In [1]:
import nltk

In [2]:
# movie review sentences
from nltk.corpus import sentence_polarity
import random

In [3]:
# get the sentence corpus and look at some sentences
sentences = sentence_polarity.sents()
print(len(sentences))
print(type(sentences))
print(sentence_polarity.categories())
# sentences are already tokenized, print the first four sentences
for sent in sentences[:4]:
    print(sent)

10662
<class 'nltk.corpus.reader.util.ConcatenatedCorpusView'>
['neg', 'pos']
['simplistic', ',', 'silly', 'and', 'tedious', '.']
["it's", 'so', 'laddish', 'and', 'juvenile', ',', 'only', 'teenage', 'boys', 'could', 'possibly', 'find', 'it', 'funny', '.']
['exploitative', 'and', 'largely', 'devoid', 'of', 'the', 'depth', 'or', 'sophistication', 'that', 'would', 'make', 'watching', 'such', 'a', 'graphic', 'treatment', 'of', 'the', 'crimes', 'bearable', '.']
['[garbus]', 'discards', 'the', 'potential', 'for', 'pathological', 'study', ',', 'exhuming', 'instead', ',', 'the', 'skewed', 'melodrama', 'of', 'the', 'circumstantial', 'situation', '.']


In [4]:
# look at the sentences by category to see how many positive and negative
pos_sents = sentence_polarity.sents(categories='pos')
print(len(pos_sents))
neg_sents = sentence_polarity.sents(categories='neg')
print(len(neg_sents))

5331
5331


In [5]:
## setup the movie reviews sentences for classification
# create a list of documents, each document is one sentence as a list of words paired with category
documents = [(sent, cat) for cat in sentence_polarity.categories() 
	for sent in sentence_polarity.sents(categories=cat)]

In [6]:
# look at the first and last documents - consists of all the words in the review
# followed by the category
print(documents[0])
print(documents[-1])
# randomly reorder documents
random.shuffle(documents)

(['simplistic', ',', 'silly', 'and', 'tedious', '.'], 'neg')
(['provides', 'a', 'porthole', 'into', 'that', 'noble', ',', 'trembling', 'incoherence', 'that', 'defines', 'us', 'all', '.'], 'pos')


In [7]:
# get all words from all movie_reviews and put into a frequency distribution
#   note lowercase, but no stemming or stopwords
all_words_list = [word for (sent,cat) in documents for word in sent]
all_words = nltk.FreqDist(all_words_list)
# get the 2000 most frequently appearing keywords in the corpus
word_items = all_words.most_common(2000)
word_features = [word for (word,count) in word_items]
print(word_features[:50])

['.', 'the', ',', 'a', 'and', 'of', 'to', 'is', 'in', 'that', 'it', 'as', 'but', 'with', 'film', 'this', 'for', 'its', 'an', 'movie', "it's", 'be', 'on', 'you', 'not', 'by', 'about', 'one', 'more', 'like', 'has', 'are', 'at', 'from', 'than', '"', 'all', '--', 'his', 'have', 'so', 'if', 'or', 'story', 'i', 'too', 'just', 'who', 'into', 'what']


In [8]:
# define features (keywords) of a document for a BOW/unigram baseline
# each feature is 'contains(keyword)' and is true or false depending
# on whether that keyword is in the document
def document_features(document, word_features):
    document_words = set(document)
    features = {}
    for word in word_features:
        features['V_{}'.format(word)] = (word in document_words)
    return features

In [9]:
# get features sets for a document, including keyword features and category feature
featuresets = [(document_features(d, word_features), c) for (d, c) in documents]

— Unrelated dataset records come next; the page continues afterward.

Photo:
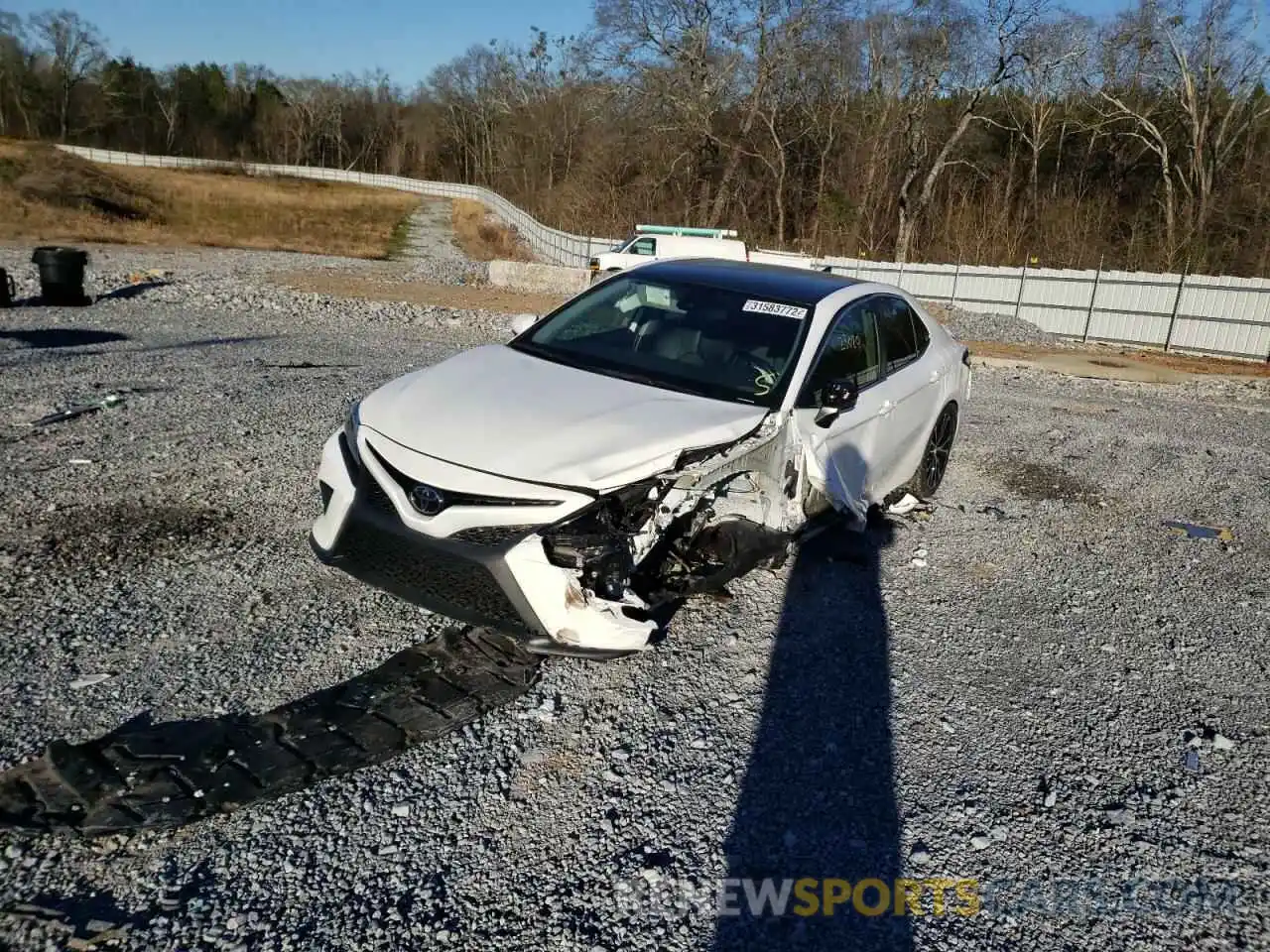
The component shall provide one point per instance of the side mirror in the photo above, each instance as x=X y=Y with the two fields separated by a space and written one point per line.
x=835 y=398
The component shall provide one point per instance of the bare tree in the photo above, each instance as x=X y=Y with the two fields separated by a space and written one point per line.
x=75 y=50
x=942 y=35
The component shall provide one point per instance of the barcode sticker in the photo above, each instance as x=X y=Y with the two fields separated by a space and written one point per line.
x=774 y=307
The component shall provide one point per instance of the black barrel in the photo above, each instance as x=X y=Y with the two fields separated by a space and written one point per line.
x=62 y=275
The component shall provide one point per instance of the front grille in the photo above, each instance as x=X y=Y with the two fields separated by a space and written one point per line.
x=377 y=498
x=492 y=535
x=454 y=497
x=431 y=578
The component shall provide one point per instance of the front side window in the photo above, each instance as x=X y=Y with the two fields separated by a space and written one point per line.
x=849 y=353
x=694 y=338
x=898 y=327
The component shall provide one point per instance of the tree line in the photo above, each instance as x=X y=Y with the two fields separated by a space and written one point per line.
x=978 y=131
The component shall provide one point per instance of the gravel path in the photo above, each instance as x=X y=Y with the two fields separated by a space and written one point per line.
x=1066 y=698
x=437 y=258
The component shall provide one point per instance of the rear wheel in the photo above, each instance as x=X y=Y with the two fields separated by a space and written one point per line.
x=935 y=461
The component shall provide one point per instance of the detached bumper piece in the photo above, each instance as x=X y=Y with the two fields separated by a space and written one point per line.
x=167 y=774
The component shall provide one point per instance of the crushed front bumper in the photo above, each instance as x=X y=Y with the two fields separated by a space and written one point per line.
x=490 y=575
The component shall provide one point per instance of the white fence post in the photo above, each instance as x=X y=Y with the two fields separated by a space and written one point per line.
x=1023 y=281
x=1178 y=299
x=1088 y=316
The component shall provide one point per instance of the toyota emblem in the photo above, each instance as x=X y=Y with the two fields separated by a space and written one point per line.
x=429 y=500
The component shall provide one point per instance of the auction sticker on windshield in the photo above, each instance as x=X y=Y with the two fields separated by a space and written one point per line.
x=774 y=307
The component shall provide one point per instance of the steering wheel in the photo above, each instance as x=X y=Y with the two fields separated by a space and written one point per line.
x=765 y=372
x=758 y=363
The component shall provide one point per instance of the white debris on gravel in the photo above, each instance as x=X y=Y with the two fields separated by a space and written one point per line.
x=837 y=719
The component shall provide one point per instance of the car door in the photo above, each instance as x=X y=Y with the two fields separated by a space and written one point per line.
x=842 y=456
x=912 y=384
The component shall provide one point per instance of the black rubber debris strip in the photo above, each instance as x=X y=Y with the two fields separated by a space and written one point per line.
x=166 y=774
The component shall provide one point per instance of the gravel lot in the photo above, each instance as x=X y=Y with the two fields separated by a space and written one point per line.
x=1065 y=694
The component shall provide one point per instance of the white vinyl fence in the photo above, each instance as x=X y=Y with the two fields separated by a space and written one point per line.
x=1191 y=312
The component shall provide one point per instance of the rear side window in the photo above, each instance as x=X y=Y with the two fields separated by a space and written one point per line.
x=903 y=336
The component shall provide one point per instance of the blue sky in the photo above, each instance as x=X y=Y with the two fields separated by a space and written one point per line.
x=324 y=37
x=316 y=37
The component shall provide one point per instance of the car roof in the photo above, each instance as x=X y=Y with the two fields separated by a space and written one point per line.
x=752 y=278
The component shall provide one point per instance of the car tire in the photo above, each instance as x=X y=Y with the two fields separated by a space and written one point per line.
x=935 y=458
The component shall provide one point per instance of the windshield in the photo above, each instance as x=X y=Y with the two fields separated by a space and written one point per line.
x=693 y=338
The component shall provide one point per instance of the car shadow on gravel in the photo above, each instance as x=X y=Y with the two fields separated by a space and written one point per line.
x=818 y=798
x=53 y=338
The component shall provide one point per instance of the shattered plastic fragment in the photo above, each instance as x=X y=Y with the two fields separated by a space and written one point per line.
x=906 y=504
x=1189 y=530
x=89 y=680
x=80 y=409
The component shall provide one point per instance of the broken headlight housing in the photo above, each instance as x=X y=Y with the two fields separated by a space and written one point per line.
x=595 y=542
x=352 y=422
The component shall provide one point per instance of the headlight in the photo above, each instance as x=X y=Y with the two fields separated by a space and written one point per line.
x=352 y=422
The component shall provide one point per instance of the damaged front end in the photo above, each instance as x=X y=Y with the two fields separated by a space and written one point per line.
x=631 y=557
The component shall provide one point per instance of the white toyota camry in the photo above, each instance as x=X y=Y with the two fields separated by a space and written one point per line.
x=663 y=431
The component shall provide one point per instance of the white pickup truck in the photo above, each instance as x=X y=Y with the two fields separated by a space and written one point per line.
x=665 y=241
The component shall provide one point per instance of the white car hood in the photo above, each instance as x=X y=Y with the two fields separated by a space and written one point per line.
x=516 y=416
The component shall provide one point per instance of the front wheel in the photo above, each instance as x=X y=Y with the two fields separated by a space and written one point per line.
x=935 y=461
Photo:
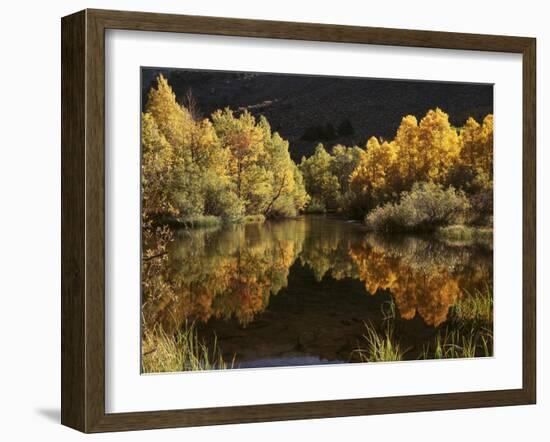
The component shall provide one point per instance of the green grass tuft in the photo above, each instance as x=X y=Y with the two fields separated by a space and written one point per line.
x=461 y=232
x=183 y=351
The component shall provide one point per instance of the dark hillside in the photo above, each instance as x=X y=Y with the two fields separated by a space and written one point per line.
x=307 y=110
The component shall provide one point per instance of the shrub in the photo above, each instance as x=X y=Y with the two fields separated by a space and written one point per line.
x=424 y=208
x=316 y=205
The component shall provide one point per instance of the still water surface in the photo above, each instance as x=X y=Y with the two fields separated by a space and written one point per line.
x=298 y=292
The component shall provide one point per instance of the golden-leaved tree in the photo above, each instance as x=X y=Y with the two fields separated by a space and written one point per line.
x=227 y=166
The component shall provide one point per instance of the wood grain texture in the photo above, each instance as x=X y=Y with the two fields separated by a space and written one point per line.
x=73 y=257
x=83 y=220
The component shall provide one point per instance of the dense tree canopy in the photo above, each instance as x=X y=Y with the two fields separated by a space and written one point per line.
x=227 y=166
x=231 y=165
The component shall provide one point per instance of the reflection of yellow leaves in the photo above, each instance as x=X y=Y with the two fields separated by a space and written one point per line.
x=422 y=285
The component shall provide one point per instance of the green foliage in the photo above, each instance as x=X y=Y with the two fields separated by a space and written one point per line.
x=319 y=179
x=425 y=208
x=184 y=351
x=228 y=167
x=465 y=233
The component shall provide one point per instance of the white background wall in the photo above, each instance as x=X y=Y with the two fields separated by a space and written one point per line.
x=30 y=216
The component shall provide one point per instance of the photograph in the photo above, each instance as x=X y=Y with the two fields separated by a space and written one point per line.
x=298 y=220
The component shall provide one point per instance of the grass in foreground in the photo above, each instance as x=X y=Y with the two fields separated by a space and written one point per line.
x=468 y=333
x=470 y=330
x=476 y=308
x=454 y=344
x=183 y=351
x=381 y=347
x=461 y=232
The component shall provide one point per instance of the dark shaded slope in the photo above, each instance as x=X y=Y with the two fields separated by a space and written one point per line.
x=311 y=109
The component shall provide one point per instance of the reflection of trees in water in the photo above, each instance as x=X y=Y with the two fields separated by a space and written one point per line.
x=232 y=272
x=424 y=276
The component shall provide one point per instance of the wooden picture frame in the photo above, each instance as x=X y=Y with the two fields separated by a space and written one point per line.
x=83 y=220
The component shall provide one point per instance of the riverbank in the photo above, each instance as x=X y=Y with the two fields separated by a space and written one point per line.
x=460 y=232
x=193 y=222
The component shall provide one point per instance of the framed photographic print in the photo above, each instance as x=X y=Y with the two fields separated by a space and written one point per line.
x=269 y=220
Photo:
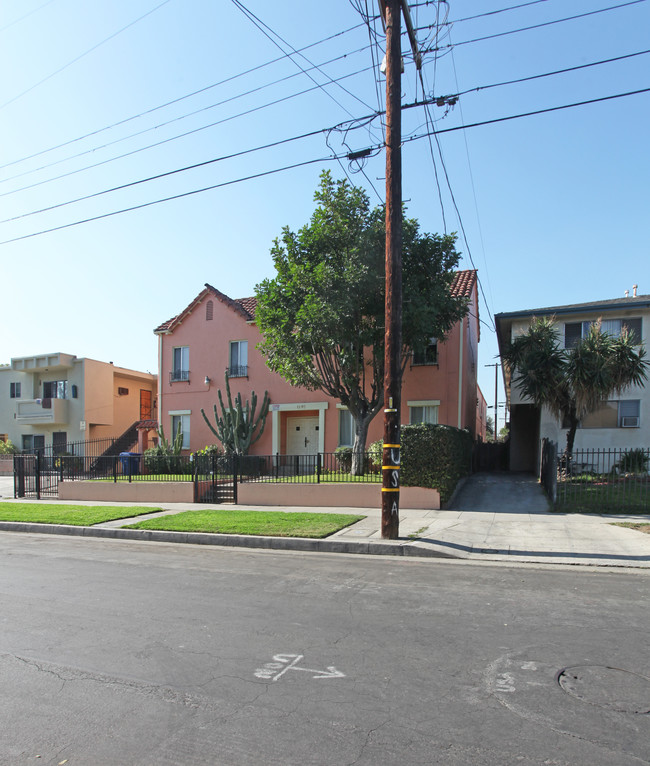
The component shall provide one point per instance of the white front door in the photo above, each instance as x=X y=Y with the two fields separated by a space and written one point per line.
x=302 y=436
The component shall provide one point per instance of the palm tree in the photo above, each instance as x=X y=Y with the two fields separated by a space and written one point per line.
x=574 y=382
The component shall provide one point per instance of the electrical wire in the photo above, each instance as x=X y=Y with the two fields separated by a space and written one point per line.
x=264 y=27
x=167 y=199
x=183 y=98
x=544 y=24
x=163 y=141
x=82 y=55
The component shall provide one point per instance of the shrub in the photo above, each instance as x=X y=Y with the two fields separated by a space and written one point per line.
x=8 y=447
x=434 y=456
x=344 y=458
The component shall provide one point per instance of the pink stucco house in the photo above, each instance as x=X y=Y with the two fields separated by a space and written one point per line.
x=216 y=333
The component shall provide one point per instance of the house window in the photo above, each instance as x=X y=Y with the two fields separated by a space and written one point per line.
x=575 y=331
x=427 y=355
x=423 y=413
x=181 y=419
x=613 y=414
x=629 y=413
x=55 y=389
x=33 y=442
x=180 y=364
x=238 y=363
x=346 y=428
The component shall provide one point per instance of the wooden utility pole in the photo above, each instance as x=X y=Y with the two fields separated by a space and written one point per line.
x=393 y=328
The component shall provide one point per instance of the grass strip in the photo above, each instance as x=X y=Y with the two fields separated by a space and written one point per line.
x=75 y=515
x=264 y=523
x=633 y=525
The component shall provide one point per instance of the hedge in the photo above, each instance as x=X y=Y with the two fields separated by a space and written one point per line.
x=434 y=456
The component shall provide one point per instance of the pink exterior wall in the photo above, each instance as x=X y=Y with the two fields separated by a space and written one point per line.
x=209 y=343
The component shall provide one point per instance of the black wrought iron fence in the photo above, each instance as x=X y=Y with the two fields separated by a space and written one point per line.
x=604 y=480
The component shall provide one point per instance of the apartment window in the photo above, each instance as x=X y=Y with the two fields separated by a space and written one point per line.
x=346 y=428
x=423 y=412
x=181 y=419
x=33 y=442
x=427 y=355
x=629 y=413
x=575 y=331
x=614 y=414
x=180 y=364
x=55 y=389
x=238 y=363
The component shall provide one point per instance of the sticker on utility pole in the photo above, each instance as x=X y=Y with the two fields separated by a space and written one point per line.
x=272 y=671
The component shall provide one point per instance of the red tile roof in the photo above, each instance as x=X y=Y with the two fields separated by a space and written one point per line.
x=463 y=284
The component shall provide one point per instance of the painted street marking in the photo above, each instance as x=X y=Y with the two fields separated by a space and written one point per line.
x=271 y=671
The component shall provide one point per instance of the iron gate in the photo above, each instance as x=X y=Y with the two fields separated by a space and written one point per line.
x=35 y=476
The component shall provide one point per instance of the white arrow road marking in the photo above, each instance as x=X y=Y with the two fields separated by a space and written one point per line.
x=284 y=662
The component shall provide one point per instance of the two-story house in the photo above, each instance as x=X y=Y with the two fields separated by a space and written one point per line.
x=620 y=423
x=51 y=400
x=216 y=333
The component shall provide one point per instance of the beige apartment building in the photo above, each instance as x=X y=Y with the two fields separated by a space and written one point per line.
x=50 y=400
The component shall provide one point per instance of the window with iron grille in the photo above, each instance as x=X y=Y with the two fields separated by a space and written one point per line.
x=575 y=331
x=427 y=355
x=180 y=364
x=238 y=362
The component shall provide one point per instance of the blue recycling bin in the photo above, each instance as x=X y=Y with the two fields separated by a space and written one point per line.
x=130 y=463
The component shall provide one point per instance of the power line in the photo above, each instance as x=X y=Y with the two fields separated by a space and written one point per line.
x=186 y=96
x=263 y=27
x=537 y=26
x=323 y=159
x=82 y=55
x=167 y=199
x=163 y=141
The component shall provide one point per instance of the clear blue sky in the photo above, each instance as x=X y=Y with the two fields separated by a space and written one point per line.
x=554 y=207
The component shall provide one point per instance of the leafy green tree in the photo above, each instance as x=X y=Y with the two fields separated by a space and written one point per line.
x=322 y=315
x=576 y=381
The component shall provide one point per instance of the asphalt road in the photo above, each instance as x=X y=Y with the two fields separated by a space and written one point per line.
x=153 y=654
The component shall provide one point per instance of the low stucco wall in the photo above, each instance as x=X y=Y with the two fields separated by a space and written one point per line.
x=123 y=492
x=309 y=495
x=330 y=495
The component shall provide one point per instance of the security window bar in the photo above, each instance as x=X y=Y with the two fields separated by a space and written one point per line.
x=238 y=362
x=180 y=364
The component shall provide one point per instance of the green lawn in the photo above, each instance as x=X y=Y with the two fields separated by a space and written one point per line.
x=602 y=496
x=266 y=523
x=632 y=525
x=76 y=515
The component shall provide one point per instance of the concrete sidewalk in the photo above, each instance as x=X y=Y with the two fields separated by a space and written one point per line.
x=497 y=517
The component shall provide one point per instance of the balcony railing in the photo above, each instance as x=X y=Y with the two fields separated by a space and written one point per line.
x=179 y=375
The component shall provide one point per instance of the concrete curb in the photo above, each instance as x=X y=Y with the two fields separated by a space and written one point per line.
x=336 y=545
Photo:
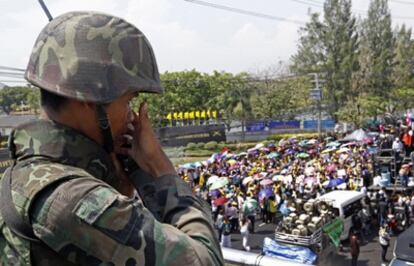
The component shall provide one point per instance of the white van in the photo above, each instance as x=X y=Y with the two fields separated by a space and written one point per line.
x=345 y=204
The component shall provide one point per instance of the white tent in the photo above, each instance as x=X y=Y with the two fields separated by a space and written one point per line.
x=357 y=135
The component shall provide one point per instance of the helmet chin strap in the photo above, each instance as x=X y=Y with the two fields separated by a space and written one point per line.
x=105 y=128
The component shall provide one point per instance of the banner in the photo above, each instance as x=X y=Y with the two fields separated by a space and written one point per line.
x=334 y=230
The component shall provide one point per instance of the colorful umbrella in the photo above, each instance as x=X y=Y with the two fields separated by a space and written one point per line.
x=219 y=183
x=247 y=180
x=331 y=168
x=220 y=201
x=212 y=179
x=189 y=166
x=266 y=182
x=335 y=182
x=265 y=193
x=273 y=155
x=333 y=144
x=231 y=162
x=250 y=205
x=215 y=193
x=302 y=155
x=328 y=150
x=278 y=178
x=352 y=143
x=343 y=150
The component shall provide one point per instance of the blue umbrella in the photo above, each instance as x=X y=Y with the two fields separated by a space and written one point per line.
x=335 y=182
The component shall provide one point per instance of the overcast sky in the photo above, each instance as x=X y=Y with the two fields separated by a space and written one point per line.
x=183 y=35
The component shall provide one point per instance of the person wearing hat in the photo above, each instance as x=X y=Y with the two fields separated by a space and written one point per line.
x=70 y=198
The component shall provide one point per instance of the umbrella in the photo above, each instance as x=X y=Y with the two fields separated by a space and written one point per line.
x=333 y=144
x=331 y=168
x=352 y=143
x=215 y=193
x=219 y=183
x=264 y=149
x=335 y=182
x=220 y=201
x=310 y=180
x=231 y=162
x=266 y=182
x=368 y=141
x=258 y=146
x=247 y=180
x=212 y=179
x=250 y=205
x=343 y=150
x=189 y=166
x=278 y=178
x=328 y=150
x=302 y=155
x=273 y=155
x=198 y=164
x=265 y=193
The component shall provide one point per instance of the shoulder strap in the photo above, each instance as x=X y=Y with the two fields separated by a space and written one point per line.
x=9 y=213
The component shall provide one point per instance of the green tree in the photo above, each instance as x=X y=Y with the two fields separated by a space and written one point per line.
x=341 y=49
x=330 y=47
x=19 y=98
x=378 y=48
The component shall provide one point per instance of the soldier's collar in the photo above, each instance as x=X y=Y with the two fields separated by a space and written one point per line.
x=59 y=143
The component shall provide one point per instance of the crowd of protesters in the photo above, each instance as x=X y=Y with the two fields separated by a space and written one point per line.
x=267 y=179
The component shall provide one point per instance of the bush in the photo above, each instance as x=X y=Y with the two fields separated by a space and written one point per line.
x=200 y=145
x=212 y=145
x=191 y=146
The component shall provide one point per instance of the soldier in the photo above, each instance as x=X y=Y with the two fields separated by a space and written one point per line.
x=68 y=199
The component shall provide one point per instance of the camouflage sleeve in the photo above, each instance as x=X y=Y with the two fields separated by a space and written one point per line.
x=90 y=223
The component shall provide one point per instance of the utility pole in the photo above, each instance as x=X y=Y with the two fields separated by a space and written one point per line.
x=316 y=94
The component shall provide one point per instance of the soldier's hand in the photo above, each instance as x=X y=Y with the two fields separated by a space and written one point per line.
x=145 y=147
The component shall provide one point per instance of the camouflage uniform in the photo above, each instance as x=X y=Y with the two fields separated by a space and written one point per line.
x=65 y=184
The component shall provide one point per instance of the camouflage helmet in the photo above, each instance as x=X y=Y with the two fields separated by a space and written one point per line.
x=92 y=57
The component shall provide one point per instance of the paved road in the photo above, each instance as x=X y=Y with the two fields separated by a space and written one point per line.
x=370 y=254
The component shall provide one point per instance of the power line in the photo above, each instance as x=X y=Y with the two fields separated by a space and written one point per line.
x=307 y=3
x=315 y=3
x=402 y=2
x=11 y=68
x=244 y=12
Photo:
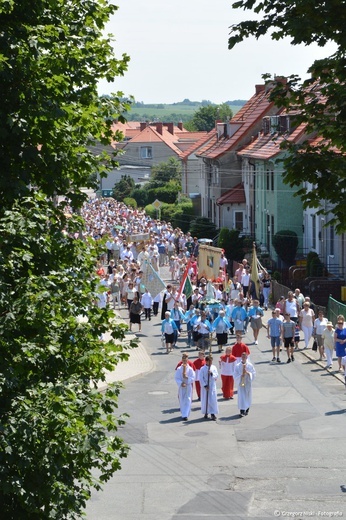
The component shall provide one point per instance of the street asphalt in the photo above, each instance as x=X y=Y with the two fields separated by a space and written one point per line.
x=285 y=459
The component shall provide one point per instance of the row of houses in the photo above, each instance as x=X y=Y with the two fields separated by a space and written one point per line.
x=236 y=172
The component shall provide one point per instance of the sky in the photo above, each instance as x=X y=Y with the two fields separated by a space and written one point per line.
x=179 y=50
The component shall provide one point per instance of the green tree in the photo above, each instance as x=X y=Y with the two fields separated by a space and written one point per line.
x=58 y=433
x=204 y=118
x=285 y=243
x=123 y=188
x=319 y=101
x=165 y=172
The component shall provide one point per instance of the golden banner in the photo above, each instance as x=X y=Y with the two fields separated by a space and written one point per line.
x=209 y=262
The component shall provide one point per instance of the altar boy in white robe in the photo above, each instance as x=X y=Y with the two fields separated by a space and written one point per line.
x=208 y=375
x=244 y=374
x=184 y=377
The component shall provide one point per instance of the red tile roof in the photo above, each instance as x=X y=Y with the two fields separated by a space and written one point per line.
x=247 y=117
x=267 y=146
x=235 y=195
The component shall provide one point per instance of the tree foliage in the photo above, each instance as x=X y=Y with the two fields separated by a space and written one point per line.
x=285 y=243
x=319 y=101
x=123 y=188
x=203 y=227
x=204 y=118
x=56 y=428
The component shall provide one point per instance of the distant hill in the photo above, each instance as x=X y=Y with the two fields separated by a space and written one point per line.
x=174 y=112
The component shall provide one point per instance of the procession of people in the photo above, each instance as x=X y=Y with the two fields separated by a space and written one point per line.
x=208 y=315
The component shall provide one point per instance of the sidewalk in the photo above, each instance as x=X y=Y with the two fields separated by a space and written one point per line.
x=139 y=361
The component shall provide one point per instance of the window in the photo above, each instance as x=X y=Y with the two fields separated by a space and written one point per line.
x=239 y=220
x=332 y=240
x=146 y=152
x=313 y=231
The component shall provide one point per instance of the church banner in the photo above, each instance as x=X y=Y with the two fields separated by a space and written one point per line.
x=209 y=262
x=151 y=280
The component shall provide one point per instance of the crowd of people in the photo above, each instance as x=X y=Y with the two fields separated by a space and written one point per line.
x=204 y=374
x=133 y=238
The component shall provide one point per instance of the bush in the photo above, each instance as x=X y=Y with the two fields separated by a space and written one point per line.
x=285 y=243
x=141 y=196
x=129 y=201
x=181 y=215
x=166 y=193
x=314 y=266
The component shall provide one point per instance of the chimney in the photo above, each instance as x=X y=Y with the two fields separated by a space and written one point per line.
x=259 y=88
x=170 y=128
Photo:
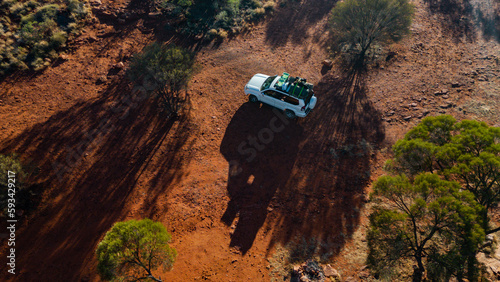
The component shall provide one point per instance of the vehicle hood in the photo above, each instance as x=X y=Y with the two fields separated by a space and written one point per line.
x=256 y=82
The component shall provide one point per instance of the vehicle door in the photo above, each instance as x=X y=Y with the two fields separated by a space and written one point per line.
x=270 y=97
x=287 y=102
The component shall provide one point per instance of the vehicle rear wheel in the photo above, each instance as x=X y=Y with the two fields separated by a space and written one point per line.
x=289 y=114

# the feature sets are 2000 words long so you may not want to look at one
featuresets[0]

({'V_.': True,
  'V_the': True,
  'V_,': False,
  'V_a': False,
  'V_and': False,
  'V_of': True,
  'V_to': False,
  'V_is': True,
  'V_in': False,
  'V_that': False,
  'V_it': False,
  'V_as': False,
  'V_but': False,
  'V_with': False,
  'V_film': True,
  'V_this': True,
  'V_for': False,
  'V_its': False,
  'V_an': True,
  'V_movie': False,
  "V_it's": False,
  'V_be': False,
  'V_on': True,
  'V_you': False,
  'V_not': False,
  'V_by': False,
  'V_about': False,
  'V_one': False,
  'V_more': False,
  'V_like': False,
  'V_has': False,
  'V_are': False,
  'V_at': False,
  'V_from': True,
  'V_than': False,
  'V_"': False,
  'V_all': False,
  'V_--': False,
  'V_his': True,
  'V_have': False,
  'V_so': False,
  'V_if': False,
  'V_or': False,
  'V_story': False,
  'V_i': False,
  'V_too': False,
  'V_just': False,
  'V_who': True,
  'V_into': False,
  'V_what': False,
  'V_most': False,
  'V_out': False,
  'V_no': False,
  'V_much': False,
  'V_even': False,
  'V_good': False,
  'V_u

In [10]:
# training using naive Baysian classifier, training set is approximately 90% of data
train_set, test_set = featuresets[1000:], featuresets[:1000]
classifier = nltk.NaiveBayesClassifier.train(train_set)

In [11]:
# evaluate the accuracy of the classifier
nltk.classify.accuracy(classifier, test_set)

0.758

In [12]:
# show which features of classifier are most informative
classifier.show_most_informative_features(30)

Most Informative Features
            V_engrossing = True              pos : neg    =     20.4 : 1.0
              V_captures = True              pos : neg    =     18.4 : 1.0
               V_generic = True              neg : pos    =     17.0 : 1.0
              V_mediocre = True              neg : pos    =     17.0 : 1.0
             V_inventive = True              pos : neg    =     15.0 : 1.0
                  V_flat = True              neg : pos    =     14.6 : 1.0
                V_unique = True              pos : neg    =     14.4 : 1.0
                V_boring = True              neg : pos    =     13.8 : 1.0
                  V_warm = True              pos : neg    =     13.0 : 1.0
             V_wonderful = True              pos : neg    =     13.0 : 1.0
               V_routine = True              neg : pos    =     13.0 : 1.0
             V_absorbing = True              pos : neg    =     12.3 : 1.0
            V_refreshing = True              pos : neg    =     12.3 : 1.0

In [14]:
import Subjectivity

In [15]:
# create your own path to the subjclues file
SLpath = "subjclueslen1-HLTEMNLP05/subjclueslen1-HLTEMNLP05.tff"

In [16]:
SL = Subjectivity.readSubjectivity(SLpath)

In [17]:
# how many words are in the dictionary
len(SL.keys())

6885

In [18]:
# look at words in the dictionary
print(SL['absolute'])
print(SL['shabby'])
# note what happens if the word is not there
print(SL['dog'])

['strongsubj', 'adj', False, 'neutral']
['strongsubj', 'adj', False, 'negative']


KeyError: 'dog'

In [19]:
# use multiple assignment to get the 4 items
strength, posTag, isStemmed, polarity = SL['absolute']
print(polarity)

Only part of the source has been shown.